Hubo un tiempo, en el que creí que Dios era un ojo atrapado en un triángulo equilátero. En ese tiempo pasado, pensaba que el ratoncito Pérez vendría con nocturnidad, a llevarse mi recién caído diente de leche, como el mío no se lo llevó dejé de creer en él. Llegaron después los años de catecismo, para hacer la primera comunión, durante los que supuse que había un cielo diáfano y feliz para los buenos y un infierno ardiendo en un fuego perpetuo para los malos. 

Durante mi infancia estuve convencida de que los Reyes Magos de Oriente dejaban regalos a los niños buenos por Navidad, a mí no me traían nada, ni siquiera arbón. ¡Qué descarados!
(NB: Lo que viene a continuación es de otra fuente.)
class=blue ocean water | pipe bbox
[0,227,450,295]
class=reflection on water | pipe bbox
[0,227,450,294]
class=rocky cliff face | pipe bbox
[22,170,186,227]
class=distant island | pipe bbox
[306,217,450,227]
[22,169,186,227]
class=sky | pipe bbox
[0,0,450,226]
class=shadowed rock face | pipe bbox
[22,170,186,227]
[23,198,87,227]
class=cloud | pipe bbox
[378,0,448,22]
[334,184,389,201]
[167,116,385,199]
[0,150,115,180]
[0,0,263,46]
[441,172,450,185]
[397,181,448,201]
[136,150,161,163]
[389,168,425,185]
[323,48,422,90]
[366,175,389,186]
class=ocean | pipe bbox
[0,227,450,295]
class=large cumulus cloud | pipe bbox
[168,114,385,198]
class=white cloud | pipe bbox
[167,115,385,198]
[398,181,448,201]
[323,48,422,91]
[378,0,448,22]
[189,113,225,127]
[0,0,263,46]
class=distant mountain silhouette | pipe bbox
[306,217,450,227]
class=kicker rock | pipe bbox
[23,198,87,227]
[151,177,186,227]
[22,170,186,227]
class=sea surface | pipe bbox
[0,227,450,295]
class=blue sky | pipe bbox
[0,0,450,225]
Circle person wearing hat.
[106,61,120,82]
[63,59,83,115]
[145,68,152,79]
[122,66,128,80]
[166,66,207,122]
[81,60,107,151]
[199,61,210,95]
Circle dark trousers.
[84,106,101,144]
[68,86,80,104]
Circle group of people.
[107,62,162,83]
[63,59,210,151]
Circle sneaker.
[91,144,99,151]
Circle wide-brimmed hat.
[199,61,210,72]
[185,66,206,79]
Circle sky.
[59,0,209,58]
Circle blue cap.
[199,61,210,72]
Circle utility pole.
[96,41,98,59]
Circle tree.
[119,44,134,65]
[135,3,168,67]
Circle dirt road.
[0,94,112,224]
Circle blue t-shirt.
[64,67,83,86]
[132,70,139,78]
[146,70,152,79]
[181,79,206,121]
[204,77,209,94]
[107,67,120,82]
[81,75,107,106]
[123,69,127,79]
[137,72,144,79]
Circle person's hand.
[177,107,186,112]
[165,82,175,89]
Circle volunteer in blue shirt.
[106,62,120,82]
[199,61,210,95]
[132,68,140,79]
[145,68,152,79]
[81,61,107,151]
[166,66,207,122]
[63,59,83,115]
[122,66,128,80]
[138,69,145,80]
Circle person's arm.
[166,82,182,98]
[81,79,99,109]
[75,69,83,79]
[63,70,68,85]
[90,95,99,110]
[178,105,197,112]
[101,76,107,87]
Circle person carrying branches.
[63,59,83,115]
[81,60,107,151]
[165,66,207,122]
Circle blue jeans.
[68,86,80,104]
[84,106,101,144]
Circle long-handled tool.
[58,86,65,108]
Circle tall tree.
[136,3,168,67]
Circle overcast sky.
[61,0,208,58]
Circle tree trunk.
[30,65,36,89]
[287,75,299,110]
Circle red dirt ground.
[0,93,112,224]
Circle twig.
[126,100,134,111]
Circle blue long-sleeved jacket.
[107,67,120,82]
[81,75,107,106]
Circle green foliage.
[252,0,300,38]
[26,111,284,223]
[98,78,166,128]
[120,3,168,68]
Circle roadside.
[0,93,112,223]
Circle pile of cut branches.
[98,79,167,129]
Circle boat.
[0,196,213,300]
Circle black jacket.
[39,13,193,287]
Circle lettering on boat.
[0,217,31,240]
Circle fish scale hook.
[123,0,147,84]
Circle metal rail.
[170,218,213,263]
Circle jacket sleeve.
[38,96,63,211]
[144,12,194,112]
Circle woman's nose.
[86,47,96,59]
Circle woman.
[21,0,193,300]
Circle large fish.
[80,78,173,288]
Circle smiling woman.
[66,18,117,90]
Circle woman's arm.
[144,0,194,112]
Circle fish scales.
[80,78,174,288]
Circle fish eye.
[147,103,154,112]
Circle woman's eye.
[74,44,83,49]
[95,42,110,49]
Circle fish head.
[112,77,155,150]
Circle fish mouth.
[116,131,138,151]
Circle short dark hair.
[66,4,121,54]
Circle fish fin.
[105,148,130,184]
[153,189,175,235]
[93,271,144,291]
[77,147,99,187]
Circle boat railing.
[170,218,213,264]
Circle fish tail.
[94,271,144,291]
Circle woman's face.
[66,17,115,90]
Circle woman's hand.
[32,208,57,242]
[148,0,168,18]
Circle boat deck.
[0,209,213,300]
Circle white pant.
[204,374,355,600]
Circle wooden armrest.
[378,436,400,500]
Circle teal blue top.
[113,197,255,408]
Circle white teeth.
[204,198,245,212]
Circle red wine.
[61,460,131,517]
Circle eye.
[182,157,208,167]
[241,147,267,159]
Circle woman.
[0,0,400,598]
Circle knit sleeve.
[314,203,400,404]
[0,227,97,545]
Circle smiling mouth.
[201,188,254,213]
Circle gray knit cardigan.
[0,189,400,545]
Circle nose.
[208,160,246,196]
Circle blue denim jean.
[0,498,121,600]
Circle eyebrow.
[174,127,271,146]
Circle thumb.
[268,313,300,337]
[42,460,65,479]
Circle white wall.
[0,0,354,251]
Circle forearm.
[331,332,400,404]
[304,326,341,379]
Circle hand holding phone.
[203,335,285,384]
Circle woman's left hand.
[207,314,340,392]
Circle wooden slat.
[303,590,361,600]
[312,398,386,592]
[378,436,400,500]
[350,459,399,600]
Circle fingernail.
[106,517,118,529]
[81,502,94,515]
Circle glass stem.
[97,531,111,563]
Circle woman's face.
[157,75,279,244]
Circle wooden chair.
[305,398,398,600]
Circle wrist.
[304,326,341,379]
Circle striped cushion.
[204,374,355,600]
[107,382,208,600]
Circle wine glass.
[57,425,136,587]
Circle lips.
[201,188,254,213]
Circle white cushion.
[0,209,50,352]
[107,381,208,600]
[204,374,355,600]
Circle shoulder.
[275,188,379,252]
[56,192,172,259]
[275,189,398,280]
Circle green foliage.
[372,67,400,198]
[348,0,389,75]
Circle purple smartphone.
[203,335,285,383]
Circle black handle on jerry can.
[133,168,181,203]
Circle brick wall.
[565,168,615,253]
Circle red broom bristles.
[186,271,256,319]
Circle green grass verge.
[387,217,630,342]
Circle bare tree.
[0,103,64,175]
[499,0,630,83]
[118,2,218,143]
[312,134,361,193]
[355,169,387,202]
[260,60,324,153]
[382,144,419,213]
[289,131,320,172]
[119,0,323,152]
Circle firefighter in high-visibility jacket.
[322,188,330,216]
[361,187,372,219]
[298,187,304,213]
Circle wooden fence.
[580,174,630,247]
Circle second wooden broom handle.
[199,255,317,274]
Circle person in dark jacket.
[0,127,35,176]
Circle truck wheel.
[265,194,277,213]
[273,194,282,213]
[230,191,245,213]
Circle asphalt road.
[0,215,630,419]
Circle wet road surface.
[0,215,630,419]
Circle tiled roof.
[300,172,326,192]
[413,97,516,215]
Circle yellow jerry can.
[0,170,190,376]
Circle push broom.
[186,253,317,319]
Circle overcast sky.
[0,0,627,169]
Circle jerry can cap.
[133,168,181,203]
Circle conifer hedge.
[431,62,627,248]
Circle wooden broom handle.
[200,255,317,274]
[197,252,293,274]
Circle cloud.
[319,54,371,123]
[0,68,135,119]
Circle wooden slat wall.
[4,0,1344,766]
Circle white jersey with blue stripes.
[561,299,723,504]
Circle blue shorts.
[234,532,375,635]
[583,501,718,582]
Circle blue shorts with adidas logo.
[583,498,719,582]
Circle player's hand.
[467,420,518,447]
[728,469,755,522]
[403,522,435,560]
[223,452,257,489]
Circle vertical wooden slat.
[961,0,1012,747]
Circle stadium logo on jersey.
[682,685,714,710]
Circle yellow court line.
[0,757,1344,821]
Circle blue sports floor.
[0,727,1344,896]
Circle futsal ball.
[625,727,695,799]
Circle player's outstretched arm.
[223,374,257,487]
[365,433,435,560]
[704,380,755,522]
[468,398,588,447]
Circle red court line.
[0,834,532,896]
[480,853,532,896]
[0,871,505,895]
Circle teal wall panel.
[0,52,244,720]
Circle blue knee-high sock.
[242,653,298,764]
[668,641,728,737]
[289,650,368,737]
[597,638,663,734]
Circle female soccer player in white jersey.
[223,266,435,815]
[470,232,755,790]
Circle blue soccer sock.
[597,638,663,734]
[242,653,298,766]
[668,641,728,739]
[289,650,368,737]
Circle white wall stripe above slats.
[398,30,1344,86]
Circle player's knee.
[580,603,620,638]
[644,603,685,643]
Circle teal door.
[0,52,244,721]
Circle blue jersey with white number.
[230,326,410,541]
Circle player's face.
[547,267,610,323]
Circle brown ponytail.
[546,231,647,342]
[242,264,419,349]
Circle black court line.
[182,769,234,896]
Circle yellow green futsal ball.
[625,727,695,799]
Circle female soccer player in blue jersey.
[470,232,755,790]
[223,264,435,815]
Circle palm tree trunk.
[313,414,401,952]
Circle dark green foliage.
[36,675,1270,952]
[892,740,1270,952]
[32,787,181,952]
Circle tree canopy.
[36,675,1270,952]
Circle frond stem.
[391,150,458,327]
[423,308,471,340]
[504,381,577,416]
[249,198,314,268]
También me contaban que las cigüeñas traían a los bebés, pero en mi casa, mamá se acostaba y después nacía un hermano sin que cigüeña alguna intermediase. Los mayores mentían mucho, lo que era un pecado venial, tal vez por eso se acercaban al confesonario donde el cura los escuchaba a través de una rejilla y los perdonaba si cumplían una penitencia. En el soto, por las eras o en la plaza, de repente, las chicas mayores desaparecían con los chicos, en pareja, y todos sabíamos que hacían cosas que también eran pecado, pero, como los temíamos, no se lo decíamos a nadie. 

Más tarde, cuando, por fin, se murió Franco y este país salió de la dictadura, hubo un tiempo en el que consideré que la democracia era la mejor forma de gobiernos y que nos traería progreso y libertades. Entonces opinaba que a la OTAN había que decirle «de entrada no» y que, ya para siempre, aunque sufriéramos sed o hambre, nos quedaría la palabra, como decía Blas de Otero. 

Ese fue también el tiempo en el que, ilusa, opinaba que la justicia era ciega, que hacienda éramos todos e incluso que todos remábamos a una en una misma dirección, para construir un país maltrecho. La realidad siempre me sorprendía con dolorosos puñetazos en plena cara que laceraban el corazón y me iban haciendo más suspicaz. «El hombre era un lobo para el hombre», que ya dijo Thomas Hobbes en el siglo XVII. 

El tiempo ha pasado raudo y veloz y, en una ventolera, me tiró del caballo como a San Pablo; en mi caso, del burro más bien. Me abrió los ojos a la cruda realidad de la existencia humana. Dios no estaba allá arriba, siempre justiciero, con un triángulo por corona. Acaso esté en ese paseo por los bosques otoñales cuando el viento acaricia las hayas que juguetonas exhiben con orgullo sus colores espectaculares. Quizá en tantas obras buenas de seres humanos anónimos y que nos sorprenden como una amapola que luce en un pedregal. Tal vez…

La justicia que nos trajo la democracia no es la de los ojos vendados, los tiene bien abiertos, la prueba es su debilidad por el poder y el dinero. Tampoco la hacienda somos todos, más bien los que menos tienen, porque los ricos y poderosos conocen el atajo de las cuentas offshore.  

Y de entrada dijimos sí a la OTAN con todas sus consecuencias. No llevo el registro de en cuántas guerras hemos participado. 

Después de todo, en conclusión, puedo decir que lo que más me duele es que en esta jungla donde abunda la hipocresía es difícil que crezca la inocencia de un niño.